Common Divorce Questions

 In Divorce

How long will the divorce process take?

At the beginning of a divorce, it is hard to predict how long it will take. Your attorney can better judge length after the case is underway. Some factors that affect length are:

  • The number and complexity of contested issues
  • The parties’ ability to work together
  • The court’s calendar
  • The lawyer representing the other party

The case begins when your divorce complaint is filed with the court. Your spouse has to respond by filing an “answer.” If an answer is filed, the case is contested. If no answer is filed, the case is uncontested. In contested cases, a status conference is held about four months after the complaint is filed. A pretrial conference is held two to three months after that. If an agreement can be reached, the matter may be finalized. If not, a trial is scheduled. After the trial is held, the court makes a written decision. This can take about a year.

What will the divorce cost?

Filing a case requires a deposit with the court. If you don’t have funds for the deposit, a poverty affidavit can postpone payment until your case is completed. There also may be costs to properly prepare the evidence for your final divorce hearing. There may be costs for property valuation, discovery, court reporters, transcripts, a guardian ad litem, supervised visits, or pension evaluation.

What do I do about custody, visitation, property, and other issues while the divorce is proceeding?

There may be a hearing to decide important issues while your divorce is in process. A magistrate issues a written decision called a temporary order. The temporary order remains in effect until modified or the case ends. The temporary orders are not permanent. They may be different than the court’s final decision.

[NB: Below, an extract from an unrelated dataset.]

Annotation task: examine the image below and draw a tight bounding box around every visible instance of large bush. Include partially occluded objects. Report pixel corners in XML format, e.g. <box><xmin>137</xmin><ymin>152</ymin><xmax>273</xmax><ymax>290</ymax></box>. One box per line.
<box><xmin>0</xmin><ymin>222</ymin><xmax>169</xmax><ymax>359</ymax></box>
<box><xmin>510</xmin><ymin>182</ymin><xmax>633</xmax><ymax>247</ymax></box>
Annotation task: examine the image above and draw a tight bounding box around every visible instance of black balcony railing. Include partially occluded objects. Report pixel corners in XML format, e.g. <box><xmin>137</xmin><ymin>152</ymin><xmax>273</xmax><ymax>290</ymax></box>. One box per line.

Is there an alternative to going to trial?

One alternative is to reach a settlement agreement. If you and your spouse can decide most of the issues in the divorce, it can make the court trial shorter. Your attorney can assist you in negotiating a settlement. Do not sign anything without your lawyer present.

Is what I tell my attorney confidential?

Yes. Confidentiality is essential for honesty and openness and is necessary for success in your divorce. Your attorney is prohibited from telling other people what you have told him or her.

May I bring someone with me to meetings with my attorney?

Your divorce is unique. It will be different from other people’s divorces. Bringing third parties such as a friend, neighbor or another family member into your meetings with your attorney is not encouraged. Your discussions with your lawyer may not remain confidential if another person is at the meeting. If your spouse finds out, the third party can be legally required testify about what you told the lawyer.

How will our property be divided?

By law, the property will be divided equitably. Before the property is divided it must be identified, valued, and classified as marital or separate. Some factors that the court will use in determining property distribution are the duration of the marriage, the property and debts of the spouses, the cost of sale, tax consequences, and any division made by a separate agreement.

Who will have to pay our debts?

Debt is treated similarly to the property. Before it is allocated, it must be identified, valued, and classified. The creditor is not a party to your divorce. If both you and your spouse signed for the debt, the creditor may collect from either of you regardless of whom the court orders to pay the debt.

Will spousal support be ordered?

There is no guarantee or right to spousal support. Unless your spouse agrees to pay you support, the judge decides whether spousal support is appropriate. The decision to award spousal support depends on the relative needs and resources of the parties. Some factors that the court will use in determining spousal support are the income of the parties, the parties earning ability, age, physical, mental, and emotional strength, retirement benefits, duration of the marriage, standard of living, education and tax consequences.

Who will get custody of my children?

The court prefers for parents to create their own plan for custody and parenting time (visitation). If you and your spouse cannot develop a plan, the court will use a set of factors to determine what is in the best interest of the children. These factors include the wishes of the parents, the mental and physical health of all parties, whether a parent has been convicted of abuse or neglect of the child or domestic violence and the ability of the parents to get along. The question is not who is the better parent but what is in the best interest of the children. Every judge sees the standard “best interest of the child” differently.

How do courts decide parenting time?

The best parenting time (visitation) schedule is your own plan. However, if you and your spouse cannot agree, most courts have a standard schedule. If there are objections to this schedule because of special circumstances (travel time, work schedules), or problems (substance abuse, mental illness, violence), you may present specific facts in a scheduled hearing stating why this parenting time is not in the best interest of your child.

How much child support will be ordered?

The court will make an order of support for the children based on a formula provided by law. The formula includes factors such as the gross income of the parents, the cost of healthcare and childcare, and the number of children.

Do I have to keep my husband’s name after the divorce?

The law allows you to decide to keep your married name or to change it to any name you had before.